A national text annotation and data labelling platform for the education sector


Schools, colleges and universities generate, process and store large repositories of text. This brief article explores the opportunities that arise when this large trove of text is organised, labelled and then made available to the wider sector. I will describe three use cases that emerge from a text annotation or labelling service; such as Bolton College's FirstPass platform and the affordances that these may bring to the wider education sector. And lastly, I will present a case for establishing a national data labelling and text annotation service for the education sector.

What is Data Labelling?
With regard to the FirstPass platform, data labelling is the process of annotating text about a subject topic with one or more meaningful and informative labels or tags to provide context to that text. These labels or tags enable a computer to organise or classify text according to these attributes; which is especially useful when the computer comes across previously unseen text which is not labelled. The following video provides further information about the data labelling process and how it helps the computer to assign the correct attributes to text that it has not encountered before.

Why is data labelling important?
Once text is annotated or labelled it can be used to ameliorate various problems that are encountered in our schools, colleges and universities. Let's review how labelled data can be used to address these problems through three use cases. Firstly, with regard to formative assessment, teachers have a high volume of work that is associated with giving effective feedback; especially when their students respond to open-ended questions using free-form text. This invariably means that students have to wait for a few days or more before they receive feedback from their teachers. Bolton College's FirstPass platform has demonstrated that a text annotation platform can aid and support the formative assessment process; specifically with regards to providing real-time feedback to students as they compose free-form text responses to open-ended questions that have been posed by their teachers. One of the key properties of the FirstPass platform is that its subject topic classifiers become more reliable and accurate as they are exposed to additional annotated text that is sourced from teachers and students as they interact with the platform.

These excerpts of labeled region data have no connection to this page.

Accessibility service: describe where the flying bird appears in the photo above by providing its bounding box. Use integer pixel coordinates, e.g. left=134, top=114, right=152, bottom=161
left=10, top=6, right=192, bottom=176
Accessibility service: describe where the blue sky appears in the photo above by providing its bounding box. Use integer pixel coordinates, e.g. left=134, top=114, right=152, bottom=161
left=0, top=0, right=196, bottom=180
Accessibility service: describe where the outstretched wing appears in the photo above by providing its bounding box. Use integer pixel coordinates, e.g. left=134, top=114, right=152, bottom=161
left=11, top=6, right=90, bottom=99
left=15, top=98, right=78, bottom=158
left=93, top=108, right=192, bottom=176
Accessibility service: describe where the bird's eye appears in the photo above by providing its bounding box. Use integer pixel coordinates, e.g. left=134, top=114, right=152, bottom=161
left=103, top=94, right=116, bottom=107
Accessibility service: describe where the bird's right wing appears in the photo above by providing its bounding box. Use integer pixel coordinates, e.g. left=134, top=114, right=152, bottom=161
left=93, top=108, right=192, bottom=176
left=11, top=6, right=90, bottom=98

The second use case explores how text annotation can be used to garner feedback from students about their courses or campus services. Educational institutions value the voice of their students and they regularly seek opinion from them so as to inform the development of courses and campus services. The current state of digital data collection tools allows for the rapid and large scale collection of responses to closed questions. However, the processing of responses to open-ended questions remains slow and protracted. The FirstPass platform is well placed to support this use case by taking advantage of text classification and sentiment analysis. Colleagues and I at Bolton College envisage that text classifiers can be set up and trained and then be used to support the delivery of open-ended survey questions. The administrators of the survey would then be able to access a textual and graphical summary of each question which updates itself as more students respond to each open-ended question.

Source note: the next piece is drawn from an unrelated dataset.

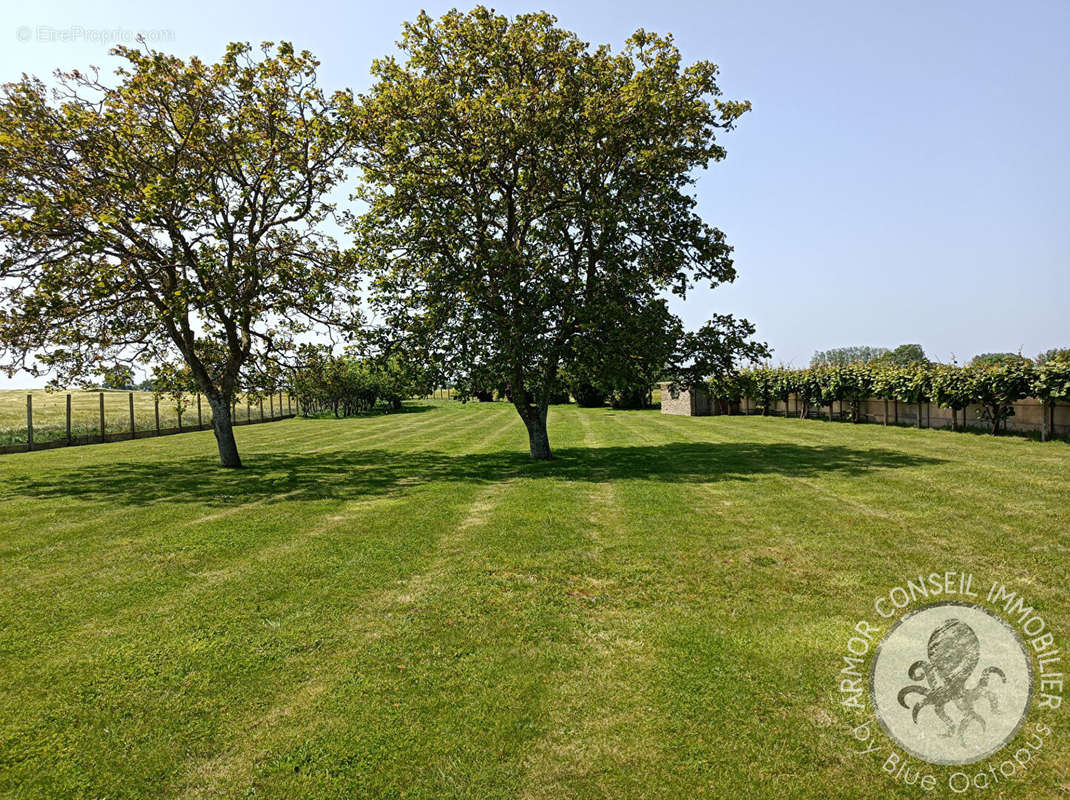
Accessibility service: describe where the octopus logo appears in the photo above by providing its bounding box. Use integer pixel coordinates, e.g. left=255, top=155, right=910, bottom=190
left=870, top=602, right=1033, bottom=765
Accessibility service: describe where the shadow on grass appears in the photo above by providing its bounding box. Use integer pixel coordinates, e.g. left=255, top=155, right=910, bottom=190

And the third use case explores how text annotation can be used to support students and teachers with end-point assessment preparations. When end-point exams or tests are approaching teachers face a high volume of work as they mark mock exam papers; especially if they include the use of open-ended questions. And with regards to students, they are unable to garner real-time feedback when they respond to open-ended questions as they prepare for these tests and exams. The advent of FirstPass will enable teachers and awarding bodies to set up a large bank of subject topic classifiers which can then be used to support the delivery of mock exam questions to students. Students will also have the opportunity to login to FirstPass and access a bank of open-ended questions for specific subjects and levels. The platform's ability to deliver real-time feedback to each student will mean that students and teachers can garner valuable insights about knowledge gaps. Once again, the subject topic classifiers within the FirstPass platform begin to perform with increasing reliability as more and more students engage with each open-ended mock exam question; especially if students from across the UK and further afield engage with FirstPass.

The case for establishing a data labelling and text annotation service for the education sector
New and emerging AIED services such as FirstPass are dependent on leveraging the strengths that are inherent in a large participatory user base who are motivated by shared goals. The recognition of these strengths will dampen the need for individual education institutions to develop their own ad-hoc data labelling services that are isolated and divorced from the wider AIED eco-system. Here are some questions that need to be addressed when seeking to propose a national data labelling and text annotation service. The first question centres on whether schools, colleges, universities and other organisations within the education sector will consent to supporting a participatory model were they offer anonymised text so that it can be labelled and annotated on a common and open platform. If the leaders in these institutions are provided with a clear rationale for labelling and annotating text, and if the products and services that will emerge from this annotated data are clearly articulated then a colleagiate environment could be fostered to support the endeavour. This can be reinforced further if the products and services that emerge from this labelled and annotated dataset are used to support students and teachers across the UK.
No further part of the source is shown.